OBJECTIVE: To explore the effect of cadmium on bone formation and its mechanism in male mice. METHODS: i) The specific pathogen-free C57 BL/6 J wild-type male mice were divided into control group and cadmium exposure group, with 10 mice in each group. Mice in the cadmium exposure group were intraperitoneally injected with 2 mg/kg body weight cadmium chloride twice a week for eight weeks, and mice in the control group were intraperitoneally injected with the same amount of 0.9% sodium chloride solution. After that, the bone mineral density and bone microstructure of the femur of mice were detected by a high-resolution microcomputed tomography scanner. ii) Human SV40-transfected osteoblast cells(hFOB1.19) were divided into control group and cadmium exposure group. The cadmium exposure group was treated with 0.5 μmol/L cadmium chloride solution, cells in the control group were given an equal volume of α-low-limit minimal medium. After culture, the differentiation and mineralization ability of hFOB1.19 cells were analyzed by alkaline phosphatase(ALP) and alizarin red staining, respectively. Cell viability was examined by CCK-8 assay. The protein expression of Janus kinase 2(JAK2), total signal of transducers and activator of transcription 3(tSTAT3) and phosphorylated signal transducers and activator of transcription 3(pSTAT3) was detected by Western blotting.

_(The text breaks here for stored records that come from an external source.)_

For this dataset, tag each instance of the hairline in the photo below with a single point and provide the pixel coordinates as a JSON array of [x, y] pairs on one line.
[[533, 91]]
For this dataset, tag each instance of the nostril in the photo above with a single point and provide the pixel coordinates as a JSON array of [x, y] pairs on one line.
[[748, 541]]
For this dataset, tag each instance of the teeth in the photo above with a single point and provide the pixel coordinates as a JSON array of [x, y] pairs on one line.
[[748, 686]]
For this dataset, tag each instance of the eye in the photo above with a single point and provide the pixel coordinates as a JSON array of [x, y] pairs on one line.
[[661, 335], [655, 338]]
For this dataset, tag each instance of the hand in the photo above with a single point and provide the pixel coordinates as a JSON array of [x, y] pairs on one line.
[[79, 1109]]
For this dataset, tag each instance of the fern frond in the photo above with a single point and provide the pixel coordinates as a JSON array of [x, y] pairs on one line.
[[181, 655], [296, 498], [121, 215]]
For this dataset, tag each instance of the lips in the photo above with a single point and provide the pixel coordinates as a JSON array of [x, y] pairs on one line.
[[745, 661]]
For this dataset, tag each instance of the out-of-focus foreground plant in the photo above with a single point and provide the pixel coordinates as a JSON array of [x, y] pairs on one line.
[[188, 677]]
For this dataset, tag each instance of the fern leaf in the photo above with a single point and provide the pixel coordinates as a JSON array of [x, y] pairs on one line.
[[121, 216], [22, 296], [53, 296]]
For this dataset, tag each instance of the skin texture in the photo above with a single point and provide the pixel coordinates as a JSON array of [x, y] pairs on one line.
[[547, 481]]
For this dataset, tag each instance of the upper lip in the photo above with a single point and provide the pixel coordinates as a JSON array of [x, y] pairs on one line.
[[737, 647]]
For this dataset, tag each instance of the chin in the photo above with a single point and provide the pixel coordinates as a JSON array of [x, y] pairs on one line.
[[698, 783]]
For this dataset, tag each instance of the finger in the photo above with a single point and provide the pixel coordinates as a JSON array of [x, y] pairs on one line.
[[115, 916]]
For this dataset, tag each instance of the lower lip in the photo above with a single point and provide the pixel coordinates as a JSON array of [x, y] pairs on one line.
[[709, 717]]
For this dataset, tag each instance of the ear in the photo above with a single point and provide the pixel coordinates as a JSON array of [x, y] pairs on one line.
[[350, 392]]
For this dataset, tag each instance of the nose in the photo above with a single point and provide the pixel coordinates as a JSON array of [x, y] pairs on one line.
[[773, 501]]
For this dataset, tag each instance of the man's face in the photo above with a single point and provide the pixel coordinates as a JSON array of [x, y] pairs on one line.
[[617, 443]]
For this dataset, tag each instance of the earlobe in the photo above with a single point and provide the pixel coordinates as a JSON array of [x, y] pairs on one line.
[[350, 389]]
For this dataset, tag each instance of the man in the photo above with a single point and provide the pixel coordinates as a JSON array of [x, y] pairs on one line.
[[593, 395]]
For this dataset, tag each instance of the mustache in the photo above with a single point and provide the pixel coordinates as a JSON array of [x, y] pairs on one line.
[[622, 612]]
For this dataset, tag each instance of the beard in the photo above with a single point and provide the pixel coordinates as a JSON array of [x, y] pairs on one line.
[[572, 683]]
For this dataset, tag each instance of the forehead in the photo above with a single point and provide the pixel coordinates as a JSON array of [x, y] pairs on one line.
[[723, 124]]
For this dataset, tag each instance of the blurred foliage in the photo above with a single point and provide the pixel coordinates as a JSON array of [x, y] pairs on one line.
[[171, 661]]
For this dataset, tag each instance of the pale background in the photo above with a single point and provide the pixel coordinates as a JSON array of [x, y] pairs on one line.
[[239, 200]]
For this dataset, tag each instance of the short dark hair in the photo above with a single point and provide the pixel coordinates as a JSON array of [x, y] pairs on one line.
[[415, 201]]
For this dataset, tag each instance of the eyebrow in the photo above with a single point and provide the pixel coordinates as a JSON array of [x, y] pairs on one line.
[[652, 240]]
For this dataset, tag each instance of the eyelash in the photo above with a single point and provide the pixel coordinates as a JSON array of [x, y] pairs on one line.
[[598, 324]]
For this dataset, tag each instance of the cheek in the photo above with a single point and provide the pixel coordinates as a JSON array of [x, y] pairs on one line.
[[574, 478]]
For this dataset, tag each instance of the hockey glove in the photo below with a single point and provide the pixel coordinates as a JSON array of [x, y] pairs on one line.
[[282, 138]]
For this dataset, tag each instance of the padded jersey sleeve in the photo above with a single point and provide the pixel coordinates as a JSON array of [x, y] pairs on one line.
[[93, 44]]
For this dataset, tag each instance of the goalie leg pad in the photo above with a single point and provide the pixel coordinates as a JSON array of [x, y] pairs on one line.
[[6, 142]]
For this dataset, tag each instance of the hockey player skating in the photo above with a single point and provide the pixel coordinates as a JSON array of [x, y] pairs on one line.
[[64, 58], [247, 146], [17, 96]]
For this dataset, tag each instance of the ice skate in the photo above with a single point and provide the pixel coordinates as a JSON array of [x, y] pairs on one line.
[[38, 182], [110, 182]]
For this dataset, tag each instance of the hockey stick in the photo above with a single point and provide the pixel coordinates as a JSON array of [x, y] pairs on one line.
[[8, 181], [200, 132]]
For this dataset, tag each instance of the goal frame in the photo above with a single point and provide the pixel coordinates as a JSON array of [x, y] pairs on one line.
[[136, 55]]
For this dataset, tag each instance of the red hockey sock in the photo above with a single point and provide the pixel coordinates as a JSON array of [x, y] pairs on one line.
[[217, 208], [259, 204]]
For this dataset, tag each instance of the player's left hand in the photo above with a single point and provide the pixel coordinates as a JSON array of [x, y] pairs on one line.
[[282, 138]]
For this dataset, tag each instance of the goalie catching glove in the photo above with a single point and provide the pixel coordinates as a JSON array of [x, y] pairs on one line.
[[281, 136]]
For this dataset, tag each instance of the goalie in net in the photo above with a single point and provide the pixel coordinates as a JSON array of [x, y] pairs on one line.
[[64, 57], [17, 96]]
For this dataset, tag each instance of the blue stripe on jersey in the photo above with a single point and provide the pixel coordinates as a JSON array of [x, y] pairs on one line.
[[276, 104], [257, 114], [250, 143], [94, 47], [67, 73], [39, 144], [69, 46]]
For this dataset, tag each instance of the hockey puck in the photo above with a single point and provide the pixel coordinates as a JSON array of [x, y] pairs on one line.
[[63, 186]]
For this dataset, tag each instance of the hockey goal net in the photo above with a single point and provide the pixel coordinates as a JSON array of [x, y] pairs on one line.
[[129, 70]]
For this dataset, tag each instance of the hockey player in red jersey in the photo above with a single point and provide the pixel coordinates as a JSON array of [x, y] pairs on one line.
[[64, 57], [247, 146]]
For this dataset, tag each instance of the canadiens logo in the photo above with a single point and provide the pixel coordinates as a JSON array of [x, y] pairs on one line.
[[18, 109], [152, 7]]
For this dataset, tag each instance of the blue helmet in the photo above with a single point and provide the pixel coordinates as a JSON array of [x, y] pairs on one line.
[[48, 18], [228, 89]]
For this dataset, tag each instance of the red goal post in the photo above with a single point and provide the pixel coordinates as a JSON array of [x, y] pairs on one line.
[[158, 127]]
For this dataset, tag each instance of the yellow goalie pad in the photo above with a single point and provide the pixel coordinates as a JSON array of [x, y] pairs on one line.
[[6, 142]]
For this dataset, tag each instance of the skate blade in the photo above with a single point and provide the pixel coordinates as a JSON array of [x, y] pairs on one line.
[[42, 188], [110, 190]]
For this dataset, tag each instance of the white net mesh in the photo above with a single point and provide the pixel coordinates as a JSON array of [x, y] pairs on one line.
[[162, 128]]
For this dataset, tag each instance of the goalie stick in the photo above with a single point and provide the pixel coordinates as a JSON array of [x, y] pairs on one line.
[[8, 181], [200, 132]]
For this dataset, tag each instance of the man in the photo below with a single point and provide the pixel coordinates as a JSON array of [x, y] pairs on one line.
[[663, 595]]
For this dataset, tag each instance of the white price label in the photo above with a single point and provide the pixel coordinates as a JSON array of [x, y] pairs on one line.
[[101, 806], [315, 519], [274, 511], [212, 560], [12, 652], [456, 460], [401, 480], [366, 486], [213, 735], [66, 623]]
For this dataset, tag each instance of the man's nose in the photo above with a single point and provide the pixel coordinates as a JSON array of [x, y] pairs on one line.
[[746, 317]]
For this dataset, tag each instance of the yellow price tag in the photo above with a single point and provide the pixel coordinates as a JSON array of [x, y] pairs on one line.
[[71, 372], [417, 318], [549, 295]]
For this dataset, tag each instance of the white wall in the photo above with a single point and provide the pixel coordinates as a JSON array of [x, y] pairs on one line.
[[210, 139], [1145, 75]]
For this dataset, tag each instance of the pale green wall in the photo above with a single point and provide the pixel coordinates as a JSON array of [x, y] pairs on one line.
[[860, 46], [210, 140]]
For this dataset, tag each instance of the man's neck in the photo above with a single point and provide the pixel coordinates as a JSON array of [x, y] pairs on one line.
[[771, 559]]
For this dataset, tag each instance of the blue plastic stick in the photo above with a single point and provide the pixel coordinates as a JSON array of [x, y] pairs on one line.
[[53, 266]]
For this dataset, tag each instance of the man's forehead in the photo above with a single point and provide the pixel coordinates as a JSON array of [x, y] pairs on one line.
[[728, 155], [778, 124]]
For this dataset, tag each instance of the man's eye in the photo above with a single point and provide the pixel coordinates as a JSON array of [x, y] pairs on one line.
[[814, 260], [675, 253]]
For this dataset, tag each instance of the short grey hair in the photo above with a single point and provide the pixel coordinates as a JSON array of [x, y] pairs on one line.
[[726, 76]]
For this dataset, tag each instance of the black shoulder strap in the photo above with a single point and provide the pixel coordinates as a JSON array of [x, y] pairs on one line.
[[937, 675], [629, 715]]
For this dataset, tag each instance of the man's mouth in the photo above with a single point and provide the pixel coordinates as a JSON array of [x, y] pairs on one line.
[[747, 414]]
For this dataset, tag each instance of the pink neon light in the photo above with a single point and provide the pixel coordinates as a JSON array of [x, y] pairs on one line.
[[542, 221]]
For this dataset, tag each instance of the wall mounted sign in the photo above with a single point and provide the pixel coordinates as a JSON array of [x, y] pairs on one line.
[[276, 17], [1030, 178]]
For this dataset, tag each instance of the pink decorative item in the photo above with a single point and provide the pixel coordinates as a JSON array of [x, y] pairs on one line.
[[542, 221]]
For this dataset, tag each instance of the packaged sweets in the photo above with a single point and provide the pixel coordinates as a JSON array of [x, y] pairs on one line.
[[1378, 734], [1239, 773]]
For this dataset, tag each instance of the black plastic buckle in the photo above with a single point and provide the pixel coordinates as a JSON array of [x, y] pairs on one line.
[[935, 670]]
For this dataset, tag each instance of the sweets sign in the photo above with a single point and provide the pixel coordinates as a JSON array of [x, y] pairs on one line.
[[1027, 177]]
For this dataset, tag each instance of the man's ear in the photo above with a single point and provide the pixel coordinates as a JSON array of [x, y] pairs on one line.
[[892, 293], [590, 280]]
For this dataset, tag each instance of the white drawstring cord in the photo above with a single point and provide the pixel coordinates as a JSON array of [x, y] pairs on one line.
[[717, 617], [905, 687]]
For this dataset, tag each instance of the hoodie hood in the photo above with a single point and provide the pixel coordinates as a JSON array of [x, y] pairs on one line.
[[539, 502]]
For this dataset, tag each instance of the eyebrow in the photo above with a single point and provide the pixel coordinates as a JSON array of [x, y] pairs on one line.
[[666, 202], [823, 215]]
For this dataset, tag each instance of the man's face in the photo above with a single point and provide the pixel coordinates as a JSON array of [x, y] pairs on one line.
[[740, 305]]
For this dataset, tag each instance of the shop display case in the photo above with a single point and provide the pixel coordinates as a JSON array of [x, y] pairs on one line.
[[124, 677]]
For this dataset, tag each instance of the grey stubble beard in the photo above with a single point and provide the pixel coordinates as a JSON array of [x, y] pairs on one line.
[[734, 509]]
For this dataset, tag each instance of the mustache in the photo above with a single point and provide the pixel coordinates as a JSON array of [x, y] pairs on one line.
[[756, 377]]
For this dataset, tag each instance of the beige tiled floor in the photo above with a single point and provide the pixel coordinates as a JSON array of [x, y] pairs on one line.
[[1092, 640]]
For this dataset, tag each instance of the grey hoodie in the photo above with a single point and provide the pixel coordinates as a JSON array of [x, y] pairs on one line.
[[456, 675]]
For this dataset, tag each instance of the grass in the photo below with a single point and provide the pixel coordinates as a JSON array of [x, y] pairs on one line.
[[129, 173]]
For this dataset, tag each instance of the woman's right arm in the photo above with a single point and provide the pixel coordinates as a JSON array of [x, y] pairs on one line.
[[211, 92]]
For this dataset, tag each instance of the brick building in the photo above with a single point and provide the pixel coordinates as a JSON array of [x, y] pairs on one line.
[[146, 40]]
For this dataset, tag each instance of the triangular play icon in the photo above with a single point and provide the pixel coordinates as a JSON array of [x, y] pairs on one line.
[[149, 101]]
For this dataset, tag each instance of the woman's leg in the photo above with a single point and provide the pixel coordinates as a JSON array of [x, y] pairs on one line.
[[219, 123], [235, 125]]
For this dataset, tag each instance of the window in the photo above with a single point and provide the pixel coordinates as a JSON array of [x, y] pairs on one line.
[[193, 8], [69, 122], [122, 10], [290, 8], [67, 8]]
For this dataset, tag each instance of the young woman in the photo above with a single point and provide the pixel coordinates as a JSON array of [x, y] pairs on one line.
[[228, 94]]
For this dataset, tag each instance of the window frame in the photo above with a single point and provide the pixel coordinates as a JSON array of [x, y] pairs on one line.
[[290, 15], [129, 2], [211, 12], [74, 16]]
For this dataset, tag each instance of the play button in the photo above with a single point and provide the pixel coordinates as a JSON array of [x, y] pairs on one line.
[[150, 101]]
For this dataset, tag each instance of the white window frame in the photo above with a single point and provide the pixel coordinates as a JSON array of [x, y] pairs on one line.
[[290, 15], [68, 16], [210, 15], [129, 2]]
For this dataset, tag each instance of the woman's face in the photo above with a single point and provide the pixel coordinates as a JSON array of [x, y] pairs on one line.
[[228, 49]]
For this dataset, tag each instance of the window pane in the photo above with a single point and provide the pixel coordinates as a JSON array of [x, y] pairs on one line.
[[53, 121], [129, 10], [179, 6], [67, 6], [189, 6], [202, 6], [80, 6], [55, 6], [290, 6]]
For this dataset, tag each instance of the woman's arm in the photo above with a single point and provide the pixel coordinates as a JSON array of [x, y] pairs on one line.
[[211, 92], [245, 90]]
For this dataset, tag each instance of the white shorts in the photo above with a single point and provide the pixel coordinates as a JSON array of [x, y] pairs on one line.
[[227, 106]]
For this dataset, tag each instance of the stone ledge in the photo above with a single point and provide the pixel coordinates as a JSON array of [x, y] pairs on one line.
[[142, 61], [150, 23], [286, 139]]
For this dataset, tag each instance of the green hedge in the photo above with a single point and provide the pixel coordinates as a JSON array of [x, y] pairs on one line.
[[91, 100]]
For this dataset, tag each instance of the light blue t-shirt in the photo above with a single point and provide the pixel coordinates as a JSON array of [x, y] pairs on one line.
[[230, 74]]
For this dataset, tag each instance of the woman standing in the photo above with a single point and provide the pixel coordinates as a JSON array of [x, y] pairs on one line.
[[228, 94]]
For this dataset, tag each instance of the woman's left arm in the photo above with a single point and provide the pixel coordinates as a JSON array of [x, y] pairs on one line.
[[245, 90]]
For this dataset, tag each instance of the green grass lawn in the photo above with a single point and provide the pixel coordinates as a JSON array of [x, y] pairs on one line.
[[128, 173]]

The expression of osteoblastic marker genes ALP, Runt-related transcription factor 2(RUNX2) and osteocalcin(OCN) was detected by real-time quantitative polymerase chain reaction.RESULTS: Compared with the control group, the average bone mineral density decreased(P<0.01), bone volume fraction decreased(P<0.05), the bone trabecula thickness became thinner(P<0.01), the number of bone trabecula decreased(P<0.05), trabecular bone spacing increased(P<0.05) in the femur of mice in cadmium exposure group. The viability of hFOB1.19 cells was decreased [(100.0±10.8)% vs(49.1±8.2)%, P<0.01]. The differentiation ability of osteoblasts was reduced and the mineralization was inhibited. The relative expression levels of JAK2 and pSTAT3 in cells decreased(all P<0.05) and the relative expression levels of osteoblast marker genes ALP, RUNX2 and OCN decreased(all P<0.01).CONCLUSION: Cadmium can induce mice bone loss, which may be due to its inhibition of osteoblastic function by reducing the expression of JAK2 and STAT3 proteins.